What would Iraq look like if we hadn't invaded? There is no way to know and it is pointless to speculate.

I do know that we wouldn't have had tens of thousands of dead and injured American soldiers. We would have billions more in our treasury and fewer debts. We would have kept the military industrial complex and anyone who had a connection inside the Republican party from pillaging our tax dollars.

The question to answer now not what we should have done in the past but what we should do in the future.

We kept fighting in Vietnam long after there was any chance of victory. Billions wasted and who knows how many dead and injured.
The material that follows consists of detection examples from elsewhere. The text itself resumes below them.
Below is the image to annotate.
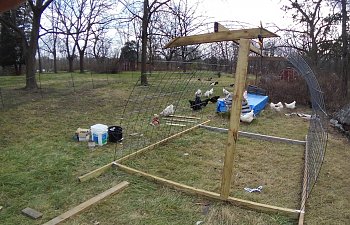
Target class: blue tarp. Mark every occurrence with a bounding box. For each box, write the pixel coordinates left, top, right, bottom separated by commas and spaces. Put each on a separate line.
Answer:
216, 93, 269, 115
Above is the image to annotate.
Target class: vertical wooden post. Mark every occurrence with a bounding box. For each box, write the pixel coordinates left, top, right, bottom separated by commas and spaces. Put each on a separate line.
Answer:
220, 39, 250, 199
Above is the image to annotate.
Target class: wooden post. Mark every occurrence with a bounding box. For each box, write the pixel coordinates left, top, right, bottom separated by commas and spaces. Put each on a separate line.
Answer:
221, 39, 250, 199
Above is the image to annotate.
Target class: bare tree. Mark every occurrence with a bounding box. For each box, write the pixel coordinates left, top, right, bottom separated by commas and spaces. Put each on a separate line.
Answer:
122, 0, 170, 85
282, 0, 335, 66
40, 2, 59, 73
0, 0, 53, 90
341, 0, 349, 96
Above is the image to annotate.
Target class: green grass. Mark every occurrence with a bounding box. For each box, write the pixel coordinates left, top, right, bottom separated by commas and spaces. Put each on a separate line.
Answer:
0, 73, 350, 225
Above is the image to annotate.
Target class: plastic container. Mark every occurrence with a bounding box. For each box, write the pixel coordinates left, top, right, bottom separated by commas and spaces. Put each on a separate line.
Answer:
108, 126, 123, 143
91, 124, 108, 146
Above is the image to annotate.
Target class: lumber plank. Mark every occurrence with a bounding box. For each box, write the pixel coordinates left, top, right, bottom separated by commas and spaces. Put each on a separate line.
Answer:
78, 120, 210, 182
44, 181, 129, 225
221, 39, 250, 198
116, 163, 299, 219
214, 22, 262, 56
165, 123, 186, 127
164, 28, 278, 48
298, 135, 309, 225
163, 118, 198, 123
169, 115, 201, 120
22, 207, 43, 219
200, 125, 306, 145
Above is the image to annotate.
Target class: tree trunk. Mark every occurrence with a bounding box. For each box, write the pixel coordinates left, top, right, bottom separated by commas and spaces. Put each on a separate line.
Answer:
53, 48, 57, 73
38, 47, 43, 73
25, 10, 41, 90
341, 0, 349, 97
141, 0, 149, 86
67, 56, 74, 73
79, 51, 84, 73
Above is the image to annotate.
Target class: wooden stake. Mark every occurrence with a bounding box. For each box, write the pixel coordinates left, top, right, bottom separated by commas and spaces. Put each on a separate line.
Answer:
78, 120, 210, 182
221, 39, 250, 199
116, 163, 299, 219
43, 181, 129, 225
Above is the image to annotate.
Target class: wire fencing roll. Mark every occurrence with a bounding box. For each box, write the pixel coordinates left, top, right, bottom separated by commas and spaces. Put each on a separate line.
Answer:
284, 50, 328, 208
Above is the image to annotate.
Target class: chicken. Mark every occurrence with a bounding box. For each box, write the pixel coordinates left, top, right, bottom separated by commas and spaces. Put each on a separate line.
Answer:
243, 91, 248, 100
188, 97, 210, 111
270, 102, 283, 112
241, 110, 254, 123
275, 102, 283, 108
284, 101, 296, 109
209, 96, 220, 103
270, 102, 276, 109
222, 88, 231, 96
204, 88, 214, 98
160, 104, 175, 116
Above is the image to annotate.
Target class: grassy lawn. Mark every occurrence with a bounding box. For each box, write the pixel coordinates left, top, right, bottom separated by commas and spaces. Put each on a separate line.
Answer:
0, 73, 350, 225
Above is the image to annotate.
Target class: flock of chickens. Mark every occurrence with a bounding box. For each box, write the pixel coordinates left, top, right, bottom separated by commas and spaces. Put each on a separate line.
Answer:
160, 83, 296, 123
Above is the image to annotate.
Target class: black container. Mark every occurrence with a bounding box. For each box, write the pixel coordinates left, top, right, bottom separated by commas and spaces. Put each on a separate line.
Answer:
108, 126, 123, 143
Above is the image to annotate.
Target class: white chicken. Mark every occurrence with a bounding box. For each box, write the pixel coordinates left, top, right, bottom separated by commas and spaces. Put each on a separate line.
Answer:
194, 89, 202, 97
270, 102, 283, 112
270, 102, 276, 109
222, 88, 231, 96
275, 102, 283, 109
160, 104, 175, 116
241, 110, 254, 123
204, 88, 214, 98
284, 101, 296, 109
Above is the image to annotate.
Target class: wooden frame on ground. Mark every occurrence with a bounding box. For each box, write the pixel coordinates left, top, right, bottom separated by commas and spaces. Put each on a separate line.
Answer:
79, 25, 306, 221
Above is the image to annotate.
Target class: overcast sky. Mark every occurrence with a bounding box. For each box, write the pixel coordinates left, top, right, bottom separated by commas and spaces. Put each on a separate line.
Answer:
200, 0, 291, 27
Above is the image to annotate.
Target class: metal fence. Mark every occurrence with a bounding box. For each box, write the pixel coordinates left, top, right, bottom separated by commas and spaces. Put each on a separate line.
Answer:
284, 50, 328, 208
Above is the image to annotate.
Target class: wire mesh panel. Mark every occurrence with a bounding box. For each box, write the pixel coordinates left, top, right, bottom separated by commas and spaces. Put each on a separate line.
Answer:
285, 51, 328, 208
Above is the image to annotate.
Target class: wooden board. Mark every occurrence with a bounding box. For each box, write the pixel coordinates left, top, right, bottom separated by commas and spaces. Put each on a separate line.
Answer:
116, 163, 299, 219
221, 39, 249, 198
78, 120, 210, 182
169, 115, 201, 120
200, 125, 306, 145
298, 136, 309, 225
214, 22, 262, 56
44, 181, 129, 225
22, 207, 43, 219
164, 28, 278, 48
162, 117, 198, 123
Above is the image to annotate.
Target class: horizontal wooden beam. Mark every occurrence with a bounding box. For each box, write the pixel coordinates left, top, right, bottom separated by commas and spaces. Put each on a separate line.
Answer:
164, 28, 278, 48
169, 115, 201, 120
78, 120, 210, 182
162, 117, 198, 123
214, 22, 262, 56
115, 163, 299, 219
200, 125, 306, 145
43, 181, 129, 225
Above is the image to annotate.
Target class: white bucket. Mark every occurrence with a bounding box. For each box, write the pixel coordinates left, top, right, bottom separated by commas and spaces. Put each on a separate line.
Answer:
91, 124, 108, 146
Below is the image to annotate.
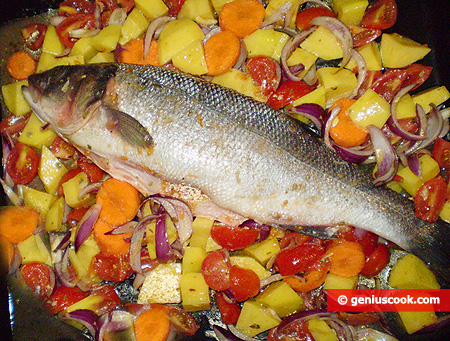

What will happen in Iraq if we leave? Will it be worse than if we stayed? I think not, because after getting the stick from us, they will be more than willing to get the carrots from us. No country is going to invade with us looking over Iraq (except Turkey, and that is a localized problem and manageable) and no government that arises from the ashes is going to go too mad with power, unless it is another colonel led coup backed by the CIA. Why? Because war sucks and civil war sucks greatly.

We were wrong to go in, incompetent in occupation, and have lost our moral clarity as a result. Torture? Great! Invade countries who aren't a threat? Superb! Rendition? Gulag Guantanamo?

We need to say "Sorry" and back off and start again with regional diplomacy, which will require patience, perseverance, and perspective.

This isn't "antiwar groupthink". It is just clear thinking.

Posted by: capemh | December 7, 2007 01:00 AM

Martinez answer on the Iraq question embodies the Beltway elite.
He never even thinks to mention the hundreds of thousands of people who are dead becuase of the war, the four million who have been made refugees, the uncounted who have been maimed or traumatized.

They don't count in Martinez cocktail party circuit where the good news is that the D.C. Villagers can expect invitations from the French and German embassy parties again. Whoopee.